Abstract

Recent synthetic applications conducted on microfluidic chips have shown improved yields and shorter reaction times as compared to conventional methods. These have generated great interest in the microfluidic synthesis of radiotracer compounds with short lived radioisotopes, such as carbon-11 (t1/2 – 20.4min). For the purpose of microreactor design optimization and to predict synthetic behavior, we launched a study of the radiosynthesis of [11C]raclopride on three different microchip designs by computational fluid dynamics, using COMSOL Multiphysics®. COMSOL's Reaction Engineering Lab® tool and convection and diffusion models were used first to investigate the “ideal” reactor and then to study reaction progress in the microchip geometry. Examining the concentration distribution within the microchannel geometry, it was clear that the microchannel length can predict passive mixing and higher product generation than microchannel length.
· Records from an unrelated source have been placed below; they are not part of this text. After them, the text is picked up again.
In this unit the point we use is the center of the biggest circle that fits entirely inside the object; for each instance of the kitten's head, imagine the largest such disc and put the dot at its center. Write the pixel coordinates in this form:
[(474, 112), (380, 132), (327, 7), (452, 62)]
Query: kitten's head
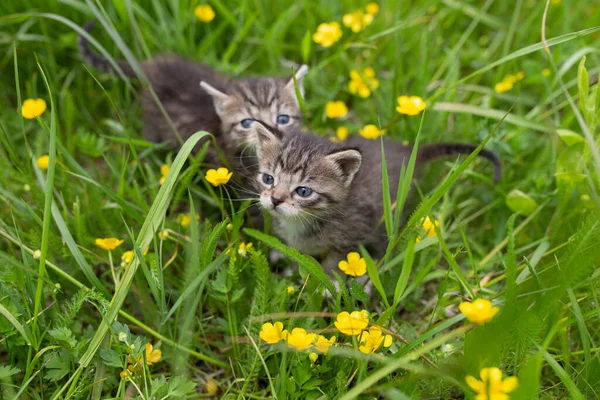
[(302, 174), (271, 100)]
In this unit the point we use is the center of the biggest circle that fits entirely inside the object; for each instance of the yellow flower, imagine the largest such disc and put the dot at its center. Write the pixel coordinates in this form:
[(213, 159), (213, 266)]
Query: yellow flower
[(108, 243), (299, 339), (372, 340), (128, 256), (164, 170), (32, 108), (341, 133), (322, 345), (336, 109), (363, 84), (492, 386), (371, 132), (327, 34), (357, 21), (503, 86), (42, 162), (410, 105), (428, 227), (271, 333), (480, 311), (218, 177), (204, 13), (184, 220), (163, 235), (243, 249), (372, 8), (353, 323), (355, 266), (211, 387)]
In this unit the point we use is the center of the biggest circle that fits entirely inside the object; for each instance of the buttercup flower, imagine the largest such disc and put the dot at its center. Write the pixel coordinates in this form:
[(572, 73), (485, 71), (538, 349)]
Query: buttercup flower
[(354, 266), (42, 161), (341, 133), (163, 235), (211, 387), (327, 34), (204, 13), (492, 386), (353, 323), (32, 108), (428, 227), (370, 341), (357, 21), (164, 170), (299, 339), (336, 109), (372, 8), (410, 105), (322, 345), (371, 132), (108, 243), (243, 249), (480, 311), (363, 84), (271, 333), (218, 177)]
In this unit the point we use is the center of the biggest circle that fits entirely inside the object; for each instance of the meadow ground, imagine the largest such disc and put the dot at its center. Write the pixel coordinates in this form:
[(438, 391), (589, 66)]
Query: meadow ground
[(188, 318)]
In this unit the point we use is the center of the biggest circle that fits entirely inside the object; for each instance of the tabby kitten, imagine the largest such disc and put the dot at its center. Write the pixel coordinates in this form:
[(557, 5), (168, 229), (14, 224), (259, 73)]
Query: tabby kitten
[(198, 98), (326, 198)]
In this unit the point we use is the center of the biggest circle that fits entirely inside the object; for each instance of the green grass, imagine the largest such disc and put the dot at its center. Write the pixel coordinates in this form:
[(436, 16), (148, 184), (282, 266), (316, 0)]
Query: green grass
[(528, 243)]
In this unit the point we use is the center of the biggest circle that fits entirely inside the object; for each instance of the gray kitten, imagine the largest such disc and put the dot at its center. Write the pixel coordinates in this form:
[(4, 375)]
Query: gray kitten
[(198, 98), (326, 198)]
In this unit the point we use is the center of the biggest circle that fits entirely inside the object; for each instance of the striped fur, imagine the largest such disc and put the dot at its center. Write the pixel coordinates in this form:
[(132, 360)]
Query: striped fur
[(346, 206), (219, 106)]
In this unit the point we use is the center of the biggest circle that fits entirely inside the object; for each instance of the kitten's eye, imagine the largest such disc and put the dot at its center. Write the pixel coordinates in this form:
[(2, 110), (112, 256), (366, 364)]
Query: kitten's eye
[(283, 119), (246, 123), (268, 179), (303, 191)]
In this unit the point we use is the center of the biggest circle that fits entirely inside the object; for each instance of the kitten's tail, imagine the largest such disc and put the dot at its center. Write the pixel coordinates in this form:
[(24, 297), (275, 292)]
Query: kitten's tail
[(430, 152), (96, 60)]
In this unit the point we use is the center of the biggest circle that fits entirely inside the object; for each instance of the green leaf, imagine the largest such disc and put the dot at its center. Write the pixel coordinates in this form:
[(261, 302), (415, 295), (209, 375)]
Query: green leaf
[(64, 336), (569, 137), (520, 202), (7, 371), (110, 358), (306, 46), (374, 275)]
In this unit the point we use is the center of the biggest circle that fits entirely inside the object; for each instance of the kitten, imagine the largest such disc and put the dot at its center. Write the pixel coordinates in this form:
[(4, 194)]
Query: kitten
[(198, 98), (326, 198)]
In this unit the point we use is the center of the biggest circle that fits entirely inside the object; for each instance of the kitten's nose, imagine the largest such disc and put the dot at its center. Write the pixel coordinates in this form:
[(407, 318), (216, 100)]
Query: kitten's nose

Reducing the flow rate of reagents, premixing the reagents, and increasing reagent concentrations also increased product generation due to increased space times and molecular interactions. For the purpose of simulation, the yield is undesirably reduced by decreasing the diffusion coefficient and the reaction rate constant. This study provides the optimized parameters to redesign the microchip in order to increase the efficiency of micromixing within the microchannels and, therefore, increase the reaction yield.